Guerre d’Algérie « Les Arabes ne comprennent que la force brutale » (1)

vendredi 16 décembre 2011.
 

Alger 1957. Le port. Ballottés par la houle, des corps flottent. Ce sont les « crevettes-Bigeard ». Cadavres d’Algériens raflés par les parachutistes. À ces meurtres collectifs et à tant d’autres, il est encore répondu  : c’était la guerre, ses dérives, ses bavures. Inévitables. Les crimes du 3e régiment de parachutistes coloniaux (RPC) et plus largement de l’armée coloniale étaient-ils le lot commun de toute guerre ?

L’histoire du colonialisme en Algérie montre en réalité que les crimes de guerre ont été une constante de l’armée coloniale. À cet égard le RPC, responsable de la disparition de Maurice Audin, de l’exécution de Larbi Ben M’hidi, de l’assassinat d’Ali Boumendjel et de milliers de patriotes algériens, n’est-il pas le digne héritier des Colonnes infernales du général Bugeaud, adepte de «  la guerre totale jusqu’à extermination  »  ? Digne héritier aussi des Voltigeurs de la mort, dont le chef, le capitaine Montagnac, déclarait  : «  Tout doit être pris, saccagé, sans distinction d’âge ni de sexe (...). Voilà comment il faut faire la guerre aux Arabes  : tuer tous les hommes jusqu’à l’âge de quinze ans, prendre toutes les femmes et les enfants (…), les envoyer aux îles Marquises ou ailleurs. En un mot, anéantir tout ce qui ne rampera pas à nos pieds comme des chiens.  » Les politiques, à l’image de Tocqueville, théoricien adulé de la démocratie, n’étaient pas en reste  : «  Le second moyen en importance, après l’interdiction du commerce, est le ravage du pays (…), le droit de la guerre nous autorise à ravager le pays.  » Absolu d’un idéal totalitaire, la guerre de conquête coloniale a détruit les êtres, les villes, les écoles, l’agriculture, le commerce. Au final une société et un peuple asservis, décivilisés par un implacable processus de spoliation, de paupérisation, de régression socioculturelle et de terreur existentielle.

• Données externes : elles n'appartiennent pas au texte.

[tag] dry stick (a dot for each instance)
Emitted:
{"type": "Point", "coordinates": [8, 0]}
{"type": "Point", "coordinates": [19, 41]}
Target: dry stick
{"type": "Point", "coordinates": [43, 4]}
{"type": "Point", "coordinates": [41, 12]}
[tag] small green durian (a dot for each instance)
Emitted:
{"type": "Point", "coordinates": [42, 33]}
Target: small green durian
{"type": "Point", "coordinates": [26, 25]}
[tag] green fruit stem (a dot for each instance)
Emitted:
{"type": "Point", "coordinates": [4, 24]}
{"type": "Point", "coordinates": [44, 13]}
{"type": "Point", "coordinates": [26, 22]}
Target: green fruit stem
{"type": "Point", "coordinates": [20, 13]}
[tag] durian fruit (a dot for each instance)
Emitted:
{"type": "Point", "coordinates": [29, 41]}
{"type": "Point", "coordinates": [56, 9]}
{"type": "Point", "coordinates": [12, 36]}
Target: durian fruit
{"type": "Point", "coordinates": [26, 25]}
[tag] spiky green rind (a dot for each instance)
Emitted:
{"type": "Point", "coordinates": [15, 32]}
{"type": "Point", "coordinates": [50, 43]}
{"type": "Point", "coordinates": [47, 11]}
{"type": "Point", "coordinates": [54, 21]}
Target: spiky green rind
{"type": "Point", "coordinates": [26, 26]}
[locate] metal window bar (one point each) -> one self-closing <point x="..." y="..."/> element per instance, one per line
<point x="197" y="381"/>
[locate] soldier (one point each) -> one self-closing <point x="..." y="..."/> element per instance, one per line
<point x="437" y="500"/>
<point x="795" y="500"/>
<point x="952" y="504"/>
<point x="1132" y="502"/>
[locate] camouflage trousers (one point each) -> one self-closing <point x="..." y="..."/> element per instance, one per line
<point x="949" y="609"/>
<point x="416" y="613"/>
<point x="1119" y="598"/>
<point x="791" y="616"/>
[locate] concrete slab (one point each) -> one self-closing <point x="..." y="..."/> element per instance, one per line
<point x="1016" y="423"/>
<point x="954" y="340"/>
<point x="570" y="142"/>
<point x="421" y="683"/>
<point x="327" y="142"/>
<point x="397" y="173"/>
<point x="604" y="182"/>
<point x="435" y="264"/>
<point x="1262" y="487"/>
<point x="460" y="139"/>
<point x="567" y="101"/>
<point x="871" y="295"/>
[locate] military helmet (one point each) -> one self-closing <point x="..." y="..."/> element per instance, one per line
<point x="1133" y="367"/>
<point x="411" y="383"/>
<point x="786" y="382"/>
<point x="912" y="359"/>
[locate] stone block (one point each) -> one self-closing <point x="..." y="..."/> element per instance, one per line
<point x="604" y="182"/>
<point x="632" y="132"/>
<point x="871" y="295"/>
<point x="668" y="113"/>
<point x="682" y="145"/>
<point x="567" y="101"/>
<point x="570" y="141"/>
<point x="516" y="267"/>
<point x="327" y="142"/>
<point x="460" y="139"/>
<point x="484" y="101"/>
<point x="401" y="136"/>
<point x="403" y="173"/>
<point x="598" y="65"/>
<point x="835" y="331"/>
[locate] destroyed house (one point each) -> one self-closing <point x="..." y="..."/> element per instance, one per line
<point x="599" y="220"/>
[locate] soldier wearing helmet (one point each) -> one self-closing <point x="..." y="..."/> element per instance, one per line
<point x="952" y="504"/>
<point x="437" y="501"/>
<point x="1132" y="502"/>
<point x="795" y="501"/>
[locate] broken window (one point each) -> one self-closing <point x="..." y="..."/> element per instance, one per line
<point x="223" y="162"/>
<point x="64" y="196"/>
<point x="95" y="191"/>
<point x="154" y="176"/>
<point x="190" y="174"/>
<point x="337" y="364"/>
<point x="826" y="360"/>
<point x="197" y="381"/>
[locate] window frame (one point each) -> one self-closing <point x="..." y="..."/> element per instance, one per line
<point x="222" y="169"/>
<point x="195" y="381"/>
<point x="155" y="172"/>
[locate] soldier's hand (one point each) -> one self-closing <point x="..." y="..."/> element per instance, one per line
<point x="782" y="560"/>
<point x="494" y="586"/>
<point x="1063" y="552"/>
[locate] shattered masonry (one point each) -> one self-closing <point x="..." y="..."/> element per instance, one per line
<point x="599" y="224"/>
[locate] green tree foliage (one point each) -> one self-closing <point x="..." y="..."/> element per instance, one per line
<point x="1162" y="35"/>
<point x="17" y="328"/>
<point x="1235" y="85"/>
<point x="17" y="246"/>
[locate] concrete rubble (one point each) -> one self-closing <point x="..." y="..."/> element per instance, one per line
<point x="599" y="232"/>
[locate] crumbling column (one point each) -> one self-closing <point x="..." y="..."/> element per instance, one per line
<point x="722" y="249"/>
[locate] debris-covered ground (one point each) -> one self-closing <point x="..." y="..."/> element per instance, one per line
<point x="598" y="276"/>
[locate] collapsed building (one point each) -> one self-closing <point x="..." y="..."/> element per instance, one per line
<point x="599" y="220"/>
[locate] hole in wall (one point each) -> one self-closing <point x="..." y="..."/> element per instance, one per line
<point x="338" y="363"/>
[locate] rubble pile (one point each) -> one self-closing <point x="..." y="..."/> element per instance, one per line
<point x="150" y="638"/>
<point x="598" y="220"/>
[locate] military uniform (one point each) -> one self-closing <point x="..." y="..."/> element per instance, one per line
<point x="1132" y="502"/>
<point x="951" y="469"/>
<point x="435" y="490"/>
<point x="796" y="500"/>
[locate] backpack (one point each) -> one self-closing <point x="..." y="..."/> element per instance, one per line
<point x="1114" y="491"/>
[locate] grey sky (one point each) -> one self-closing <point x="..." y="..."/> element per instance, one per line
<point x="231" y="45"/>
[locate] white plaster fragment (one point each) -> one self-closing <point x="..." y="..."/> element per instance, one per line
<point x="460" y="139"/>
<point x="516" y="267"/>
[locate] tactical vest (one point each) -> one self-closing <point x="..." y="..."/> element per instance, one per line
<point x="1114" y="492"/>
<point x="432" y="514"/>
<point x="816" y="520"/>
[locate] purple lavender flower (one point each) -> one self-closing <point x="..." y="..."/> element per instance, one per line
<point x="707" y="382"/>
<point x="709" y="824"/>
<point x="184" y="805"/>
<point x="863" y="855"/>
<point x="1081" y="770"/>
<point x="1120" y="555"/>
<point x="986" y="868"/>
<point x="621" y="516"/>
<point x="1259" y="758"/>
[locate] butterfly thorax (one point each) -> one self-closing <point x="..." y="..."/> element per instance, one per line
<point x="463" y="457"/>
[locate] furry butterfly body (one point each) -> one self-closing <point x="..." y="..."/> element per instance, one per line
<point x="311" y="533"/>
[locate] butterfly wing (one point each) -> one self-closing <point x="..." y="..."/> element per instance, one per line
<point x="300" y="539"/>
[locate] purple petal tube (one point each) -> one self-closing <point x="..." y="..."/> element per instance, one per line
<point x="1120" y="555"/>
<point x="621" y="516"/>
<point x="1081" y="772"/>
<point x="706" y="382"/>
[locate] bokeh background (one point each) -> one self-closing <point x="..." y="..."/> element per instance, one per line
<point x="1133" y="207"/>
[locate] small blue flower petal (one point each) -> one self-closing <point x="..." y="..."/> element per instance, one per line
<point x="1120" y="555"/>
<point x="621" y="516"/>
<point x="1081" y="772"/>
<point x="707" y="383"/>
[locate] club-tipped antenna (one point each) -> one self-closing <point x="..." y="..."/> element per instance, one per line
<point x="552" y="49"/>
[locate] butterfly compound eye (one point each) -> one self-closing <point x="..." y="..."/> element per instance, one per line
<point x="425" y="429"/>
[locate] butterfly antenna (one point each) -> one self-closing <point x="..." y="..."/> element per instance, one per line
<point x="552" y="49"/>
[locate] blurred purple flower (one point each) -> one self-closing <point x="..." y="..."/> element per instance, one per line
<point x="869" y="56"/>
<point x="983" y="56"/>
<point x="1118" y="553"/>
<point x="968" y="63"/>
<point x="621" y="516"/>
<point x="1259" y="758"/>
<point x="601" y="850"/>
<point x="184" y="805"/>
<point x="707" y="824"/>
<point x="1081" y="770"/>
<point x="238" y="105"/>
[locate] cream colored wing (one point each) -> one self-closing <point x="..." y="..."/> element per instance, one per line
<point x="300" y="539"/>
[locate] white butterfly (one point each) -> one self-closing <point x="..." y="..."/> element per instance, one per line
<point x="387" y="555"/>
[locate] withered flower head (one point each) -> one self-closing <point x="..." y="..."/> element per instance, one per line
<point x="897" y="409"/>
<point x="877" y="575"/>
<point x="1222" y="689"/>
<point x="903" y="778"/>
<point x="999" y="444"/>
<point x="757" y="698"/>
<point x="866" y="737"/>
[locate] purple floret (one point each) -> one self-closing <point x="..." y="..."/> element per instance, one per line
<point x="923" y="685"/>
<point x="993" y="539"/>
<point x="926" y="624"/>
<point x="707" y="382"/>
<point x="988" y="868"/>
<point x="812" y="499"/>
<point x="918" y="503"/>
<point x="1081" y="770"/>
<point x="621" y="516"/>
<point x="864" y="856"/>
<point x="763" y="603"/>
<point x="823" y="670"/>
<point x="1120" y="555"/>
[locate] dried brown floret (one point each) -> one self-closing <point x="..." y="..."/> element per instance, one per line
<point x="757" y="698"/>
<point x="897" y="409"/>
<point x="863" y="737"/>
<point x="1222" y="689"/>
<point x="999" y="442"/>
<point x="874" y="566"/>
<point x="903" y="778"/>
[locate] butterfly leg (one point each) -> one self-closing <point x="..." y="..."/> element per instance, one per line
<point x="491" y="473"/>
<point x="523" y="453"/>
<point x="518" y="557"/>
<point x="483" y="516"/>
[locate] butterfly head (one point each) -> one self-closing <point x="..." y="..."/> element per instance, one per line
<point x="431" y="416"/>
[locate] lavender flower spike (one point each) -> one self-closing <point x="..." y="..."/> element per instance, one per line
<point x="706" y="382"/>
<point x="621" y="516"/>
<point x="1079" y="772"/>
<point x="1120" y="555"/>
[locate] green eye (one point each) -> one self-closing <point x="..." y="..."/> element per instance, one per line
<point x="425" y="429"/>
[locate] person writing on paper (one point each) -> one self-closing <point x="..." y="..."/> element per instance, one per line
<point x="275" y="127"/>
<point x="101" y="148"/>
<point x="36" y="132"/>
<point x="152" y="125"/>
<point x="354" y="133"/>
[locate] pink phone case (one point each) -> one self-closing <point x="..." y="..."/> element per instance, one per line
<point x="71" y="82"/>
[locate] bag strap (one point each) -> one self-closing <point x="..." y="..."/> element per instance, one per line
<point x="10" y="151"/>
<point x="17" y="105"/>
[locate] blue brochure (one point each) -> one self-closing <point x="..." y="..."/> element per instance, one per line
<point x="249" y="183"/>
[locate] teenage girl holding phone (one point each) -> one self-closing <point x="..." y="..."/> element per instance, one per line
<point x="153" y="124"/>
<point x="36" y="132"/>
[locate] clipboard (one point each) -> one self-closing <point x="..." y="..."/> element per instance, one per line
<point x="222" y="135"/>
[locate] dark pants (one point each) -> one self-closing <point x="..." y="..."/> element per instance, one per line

De 1954 à 1962, pour casser l’insurrection nationale et l’aspiration profonde des Algériens à la liberté, l’armée française n’aura aucun mal à renouer avec les violences de l’armée d’Afrique, celle-là même qui participa au meurtre de 30 000 communards à Paris, entre le 21 et le 28 mai 1871.

Pourquoi ces violences, ces crimes de guerre  ? Pour le système colonial (que des historiens et des politiques français, toute honte bue, qualifient de «  système injuste  »), les Algériens étaient des sous-hommes. Pour maintenir leur asservissement, la puissance coloniale se dotera d’une administration militaire et civile mortifère. Celle-ci mettra en pratique les théories sur les races, nécessaire lubrifiant idéologique pour la cohésion de la colonie de peuplement.

À ce sujet, comme le notait l’historien algérien Mostefa Lacheraf, le mérite des Européens d’Algérie qui ont combattu ce système «  est énorme  ». «  Ils sont, à leur manière, des hors-la-loi, ayant opté pour la dignité humaine, contre l’aberration et le meurtre collectif.  » Ils le paieront de leur vie. Comme Maurice Audin. L’Algérien.

(1) Pierre de Castellane, officier de l’armée d’Afrique.